Я попыталась что-то ответить, но Воргат помешал этому, с силой ударив меня по лицу.

– Ты забываешь свое место, раба, – его тон снова стал привычным, угрожающе-холодным. – Ты пыталась украсть еду – это раз. Посмела прервать меня – это два. Заступилась за другую рабыню – это три. Ронак, я отменяю предыдущий приказ, принеси мне плеть.

Сглотнув, я смотрела в землю, чувствуя, как все тело, не поддаваясь контролю, охватывает дрожь. Потом, подняв глаза, я встретилась взглядом со старухой. Я поняла – она хочет сознаться Воргату в содеянном. Воспользовавшись тем, что элькхе отвлечен разговором с боевым магом, я медленно покачала головой, безмолвно прошептав: «Не надо».

Меня он не убьет – я молода и я его новое приобретение, лишиться которого так скоро ему будет просто жаль. А боль… когда-нибудь она закончится.

– А ты чего стоишь? Накрывай на стол и убирайся. И не забудь привести зал в порядок, – донесся до меня ледяной голос Гаена Воргата.

– Да, господин, – хрипло ответила старуха.

Наблюдая за тем, как она поспешно собирает осколки с пола и уходит, я вздохнула с облегчением. Лучше плеть, чем мучительная смерть старой рабыни.

– Сними платье и повернись, – приказал Воргат.

Я сняла верх, неловко прижимая его к груди и оголяя спину. На меня тут же обрушилась плеть, словно жалящий, обжигающий язык. От удара на глазах проступили непрошеные слезы, а дыхание перехватило.

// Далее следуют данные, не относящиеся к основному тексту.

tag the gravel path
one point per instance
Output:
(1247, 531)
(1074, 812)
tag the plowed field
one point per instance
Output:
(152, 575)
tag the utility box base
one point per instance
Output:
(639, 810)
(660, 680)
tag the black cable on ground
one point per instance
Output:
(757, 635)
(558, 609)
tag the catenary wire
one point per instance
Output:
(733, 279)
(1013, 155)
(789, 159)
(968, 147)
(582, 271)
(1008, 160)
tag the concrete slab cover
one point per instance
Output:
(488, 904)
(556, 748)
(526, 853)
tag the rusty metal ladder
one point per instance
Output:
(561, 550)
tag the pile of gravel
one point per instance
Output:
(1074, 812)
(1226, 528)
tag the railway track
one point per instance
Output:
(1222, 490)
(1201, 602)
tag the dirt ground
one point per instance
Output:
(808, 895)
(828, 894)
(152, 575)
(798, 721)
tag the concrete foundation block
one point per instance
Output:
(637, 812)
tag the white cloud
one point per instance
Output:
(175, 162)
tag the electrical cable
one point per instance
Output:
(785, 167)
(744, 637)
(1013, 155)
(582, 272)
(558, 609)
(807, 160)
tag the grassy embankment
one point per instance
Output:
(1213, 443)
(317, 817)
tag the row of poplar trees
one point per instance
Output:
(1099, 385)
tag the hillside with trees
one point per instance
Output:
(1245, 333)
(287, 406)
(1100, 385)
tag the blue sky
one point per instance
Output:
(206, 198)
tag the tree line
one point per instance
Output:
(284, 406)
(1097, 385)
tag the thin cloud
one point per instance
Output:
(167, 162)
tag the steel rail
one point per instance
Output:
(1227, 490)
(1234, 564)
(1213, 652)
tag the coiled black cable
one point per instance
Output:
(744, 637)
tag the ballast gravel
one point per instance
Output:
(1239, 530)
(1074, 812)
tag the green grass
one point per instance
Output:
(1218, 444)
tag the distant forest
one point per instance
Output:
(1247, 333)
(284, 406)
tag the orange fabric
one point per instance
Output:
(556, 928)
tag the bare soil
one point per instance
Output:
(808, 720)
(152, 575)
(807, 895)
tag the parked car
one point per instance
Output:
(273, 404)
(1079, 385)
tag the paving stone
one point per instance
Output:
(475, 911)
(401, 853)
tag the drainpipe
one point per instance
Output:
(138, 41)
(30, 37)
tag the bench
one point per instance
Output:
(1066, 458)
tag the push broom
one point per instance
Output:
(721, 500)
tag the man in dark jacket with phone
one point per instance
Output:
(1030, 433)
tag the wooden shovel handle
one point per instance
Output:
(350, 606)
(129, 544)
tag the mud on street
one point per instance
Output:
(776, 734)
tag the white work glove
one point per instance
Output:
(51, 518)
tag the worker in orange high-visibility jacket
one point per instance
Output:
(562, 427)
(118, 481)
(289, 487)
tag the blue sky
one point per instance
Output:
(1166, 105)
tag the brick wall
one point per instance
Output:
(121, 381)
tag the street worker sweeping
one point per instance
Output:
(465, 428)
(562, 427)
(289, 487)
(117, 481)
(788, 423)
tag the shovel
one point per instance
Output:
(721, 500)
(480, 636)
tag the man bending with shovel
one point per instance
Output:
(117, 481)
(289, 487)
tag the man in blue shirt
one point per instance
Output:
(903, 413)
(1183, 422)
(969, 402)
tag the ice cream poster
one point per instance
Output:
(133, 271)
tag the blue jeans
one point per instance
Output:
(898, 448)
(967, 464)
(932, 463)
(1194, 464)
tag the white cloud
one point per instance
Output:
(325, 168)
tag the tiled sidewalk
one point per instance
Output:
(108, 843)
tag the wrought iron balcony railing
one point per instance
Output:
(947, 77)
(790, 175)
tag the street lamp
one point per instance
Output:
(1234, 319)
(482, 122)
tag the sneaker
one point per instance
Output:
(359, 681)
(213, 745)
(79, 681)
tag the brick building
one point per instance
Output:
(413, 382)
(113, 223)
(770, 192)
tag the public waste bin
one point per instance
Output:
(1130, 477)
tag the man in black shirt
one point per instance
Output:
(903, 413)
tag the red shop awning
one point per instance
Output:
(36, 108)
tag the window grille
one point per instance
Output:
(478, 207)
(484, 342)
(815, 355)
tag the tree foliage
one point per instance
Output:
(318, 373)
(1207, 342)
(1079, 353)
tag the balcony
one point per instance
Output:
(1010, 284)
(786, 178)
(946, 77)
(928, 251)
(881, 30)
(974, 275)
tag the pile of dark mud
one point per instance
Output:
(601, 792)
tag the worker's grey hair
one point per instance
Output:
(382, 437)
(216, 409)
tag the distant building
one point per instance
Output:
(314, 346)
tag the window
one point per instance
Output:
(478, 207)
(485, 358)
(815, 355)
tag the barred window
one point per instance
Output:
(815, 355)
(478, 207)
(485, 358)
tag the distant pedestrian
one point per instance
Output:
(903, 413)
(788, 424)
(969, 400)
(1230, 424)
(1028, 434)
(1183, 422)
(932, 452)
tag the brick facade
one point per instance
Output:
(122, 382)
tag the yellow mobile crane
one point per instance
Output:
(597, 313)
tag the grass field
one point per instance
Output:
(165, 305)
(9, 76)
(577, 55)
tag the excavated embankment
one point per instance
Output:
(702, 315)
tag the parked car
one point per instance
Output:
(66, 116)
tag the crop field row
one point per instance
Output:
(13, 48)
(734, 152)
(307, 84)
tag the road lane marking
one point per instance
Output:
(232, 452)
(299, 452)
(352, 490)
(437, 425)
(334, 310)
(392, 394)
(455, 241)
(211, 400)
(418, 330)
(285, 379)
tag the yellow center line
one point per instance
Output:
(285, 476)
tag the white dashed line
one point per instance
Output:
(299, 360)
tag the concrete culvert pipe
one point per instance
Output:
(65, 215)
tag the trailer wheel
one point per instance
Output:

Я сжалась в ожидании следующего удара плети, но его не последовало.

Зато меня пронзила знакомая мучительная боль, скручивающая внутренности в тугой узел. Магия боли и темноты. Мне показалась, что пытка Воргата продолжалась несколько часов, но вполне возможно, что прошло всего несколько минут. Чередуя плеть и магию, он добился того, что от боли у меня потемнело в глазах. Маленький кусочек счастья был словно послан мне свыше – я потеряла сознание.

Очнулась я в собственной постели. Я лежала на животе, спина была будто в огне.

– Выпей, полегчает, – вдруг раздался в тишине еле слышимый голос.

Повернув голову, я увидела старую рабыню, протягивающую мне кружку. Судя по запаху, травяной отвар. Протянув руку, я встретилась глазами со служанкой.

– Спасибо, – тепло произнесла она.

Несмотря на боль, я улыбнулась. Приятно было слышать такие редкие для рабыни слова. Я не могла пошевелиться и как следует рассмотреть комнату, но и без того было ясно – боевых магов в ней нет. Будто угадав мои мысли, старуха прошептала:

–    Господин не думал, что ты так быстро очнешься. Ты сильная, – добавила она вдруг с оттенком одобрения в голосе.

Я попыталась пожать плечами, но тут же поморщилась от прострелившей спину боли.

–    Не шевелись, – мягко произнесла рабыня. – Я обработаю твои раны.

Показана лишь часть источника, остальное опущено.